The original full text of the study is available from Translational Psychiatry HERE.
Conventionally, children are diagnosed using Autism Diagnostic Interview, Revised (ADI-R), a 93-question survey, and/or the Autism Diagnostic Observation Schedule (ADOS) which measures behavior. The two test can take up to 2.5 hours and must be administered by clinical professionals. Dennis Wall–the lead author of the paper and director of the computational biology initiative at Harvard Medical School–says that “with the rising incidence of Autism parents often have to wait more than a year after initial warning signs and an appointment with a professional for official diagnoses,” and the earlier behavioral interventions start, the better.

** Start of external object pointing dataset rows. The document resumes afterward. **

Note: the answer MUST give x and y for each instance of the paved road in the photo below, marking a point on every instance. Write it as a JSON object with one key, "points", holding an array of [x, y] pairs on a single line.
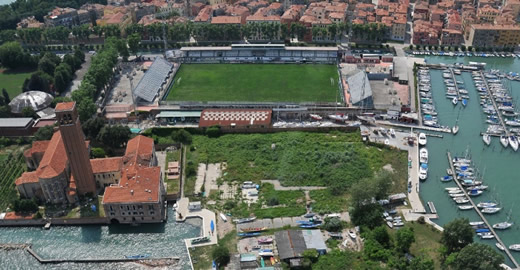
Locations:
{"points": [[278, 186]]}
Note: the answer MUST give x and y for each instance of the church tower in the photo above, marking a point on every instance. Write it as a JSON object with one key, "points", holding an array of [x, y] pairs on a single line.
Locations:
{"points": [[74, 141]]}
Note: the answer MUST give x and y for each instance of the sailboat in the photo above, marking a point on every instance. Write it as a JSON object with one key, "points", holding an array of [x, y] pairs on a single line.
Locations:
{"points": [[486, 138]]}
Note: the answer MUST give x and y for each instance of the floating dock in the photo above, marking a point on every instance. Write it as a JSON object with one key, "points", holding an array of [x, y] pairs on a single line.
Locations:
{"points": [[454, 174]]}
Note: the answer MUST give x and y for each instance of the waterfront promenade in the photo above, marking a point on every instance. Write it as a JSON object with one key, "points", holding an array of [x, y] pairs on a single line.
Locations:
{"points": [[206, 215], [454, 174]]}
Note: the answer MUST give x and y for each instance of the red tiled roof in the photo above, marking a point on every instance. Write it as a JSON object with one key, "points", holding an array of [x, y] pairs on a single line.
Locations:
{"points": [[101, 165], [143, 187], [65, 106], [238, 117]]}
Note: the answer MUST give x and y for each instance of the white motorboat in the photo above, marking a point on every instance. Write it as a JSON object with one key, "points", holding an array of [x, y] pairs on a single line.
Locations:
{"points": [[476, 223], [504, 141], [502, 225], [486, 204], [455, 129], [486, 138], [490, 210], [423, 155], [422, 139], [455, 101], [465, 207], [513, 142]]}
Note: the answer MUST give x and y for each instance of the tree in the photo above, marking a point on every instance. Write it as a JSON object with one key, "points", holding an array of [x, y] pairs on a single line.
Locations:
{"points": [[44, 133], [86, 109], [404, 239], [220, 255], [133, 43], [28, 111], [182, 136], [98, 152], [213, 131], [10, 54], [114, 136], [457, 234], [478, 256], [92, 126], [332, 225], [6, 96]]}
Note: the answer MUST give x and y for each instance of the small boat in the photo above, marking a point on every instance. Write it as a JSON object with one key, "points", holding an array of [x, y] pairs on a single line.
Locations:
{"points": [[460, 200], [265, 240], [136, 257], [476, 223], [486, 138], [423, 155], [422, 139], [513, 142], [515, 247], [455, 101], [487, 204], [253, 229], [199, 240], [249, 234], [446, 178], [490, 210], [465, 207], [502, 225], [504, 141], [316, 117]]}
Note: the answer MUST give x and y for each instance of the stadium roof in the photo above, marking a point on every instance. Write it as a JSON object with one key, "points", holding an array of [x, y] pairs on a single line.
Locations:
{"points": [[14, 122], [235, 117], [153, 79], [359, 87], [179, 114], [37, 100]]}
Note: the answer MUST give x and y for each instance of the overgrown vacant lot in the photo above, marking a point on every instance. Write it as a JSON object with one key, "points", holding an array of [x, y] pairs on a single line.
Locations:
{"points": [[298, 158], [255, 82]]}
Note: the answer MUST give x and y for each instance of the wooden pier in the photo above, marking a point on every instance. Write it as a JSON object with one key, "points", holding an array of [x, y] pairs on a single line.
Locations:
{"points": [[490, 96], [433, 210], [454, 174]]}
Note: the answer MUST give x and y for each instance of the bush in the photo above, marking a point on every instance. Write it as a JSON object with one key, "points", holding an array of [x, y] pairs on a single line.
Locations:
{"points": [[220, 255]]}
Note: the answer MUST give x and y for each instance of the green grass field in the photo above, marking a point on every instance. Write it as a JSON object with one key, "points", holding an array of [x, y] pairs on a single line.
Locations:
{"points": [[255, 82], [13, 81]]}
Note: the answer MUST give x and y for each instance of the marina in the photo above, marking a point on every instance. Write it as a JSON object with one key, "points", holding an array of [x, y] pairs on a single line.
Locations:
{"points": [[479, 212]]}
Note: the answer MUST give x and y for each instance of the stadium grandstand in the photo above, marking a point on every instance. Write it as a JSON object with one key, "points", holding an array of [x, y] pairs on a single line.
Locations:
{"points": [[259, 53], [154, 80]]}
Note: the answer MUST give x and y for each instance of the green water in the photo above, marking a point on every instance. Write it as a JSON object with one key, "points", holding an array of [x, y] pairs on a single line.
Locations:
{"points": [[498, 164], [80, 242]]}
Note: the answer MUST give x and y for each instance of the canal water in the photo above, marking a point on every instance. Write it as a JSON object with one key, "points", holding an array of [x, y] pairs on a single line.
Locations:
{"points": [[499, 165], [114, 241]]}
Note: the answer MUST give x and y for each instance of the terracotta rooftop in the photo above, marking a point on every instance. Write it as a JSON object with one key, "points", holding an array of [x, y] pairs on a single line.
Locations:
{"points": [[143, 187], [101, 165], [226, 20], [65, 106]]}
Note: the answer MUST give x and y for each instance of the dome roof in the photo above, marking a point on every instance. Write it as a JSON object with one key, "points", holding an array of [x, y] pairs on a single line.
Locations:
{"points": [[38, 100]]}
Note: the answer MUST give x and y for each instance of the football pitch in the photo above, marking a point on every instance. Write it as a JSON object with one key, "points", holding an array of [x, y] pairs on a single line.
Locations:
{"points": [[255, 83]]}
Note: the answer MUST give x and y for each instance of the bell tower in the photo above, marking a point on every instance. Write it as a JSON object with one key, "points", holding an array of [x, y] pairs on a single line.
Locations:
{"points": [[74, 141]]}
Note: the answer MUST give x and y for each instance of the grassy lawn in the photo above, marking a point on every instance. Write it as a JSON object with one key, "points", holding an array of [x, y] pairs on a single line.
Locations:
{"points": [[13, 81], [173, 185], [255, 82], [427, 242]]}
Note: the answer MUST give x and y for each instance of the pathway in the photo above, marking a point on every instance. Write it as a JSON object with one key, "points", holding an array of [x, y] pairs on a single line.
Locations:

Wall and colleagues set out to speed up diagnoses. Using machine learning analysis of ADI-R they found that only 7/93 questions were needed for near accuracy. Applying the same techniques to ADOS, they used an ADTree machine learning algorithm to shorten the test from 29 to 8 steps.
Of course, autism diagnoses like most current psychiatric disorder diagnoses, are somewhat arbitrary in where they draw the line between Autism and Autism-like traits in neurotypical people. The algorithms may have to be adjusted next year with the release of the new psychiatric diagnostic manual, DSM-V.
Hopefully, these new tests will catch on within the psychiatric community increasing access to early diagnoses and early therapy when children’s brains are most plastic. Unfortunately the test only works for children two or older, but in the future functional imaging tests, eye-tracking, or genetic tests may allow earlier diagnoses.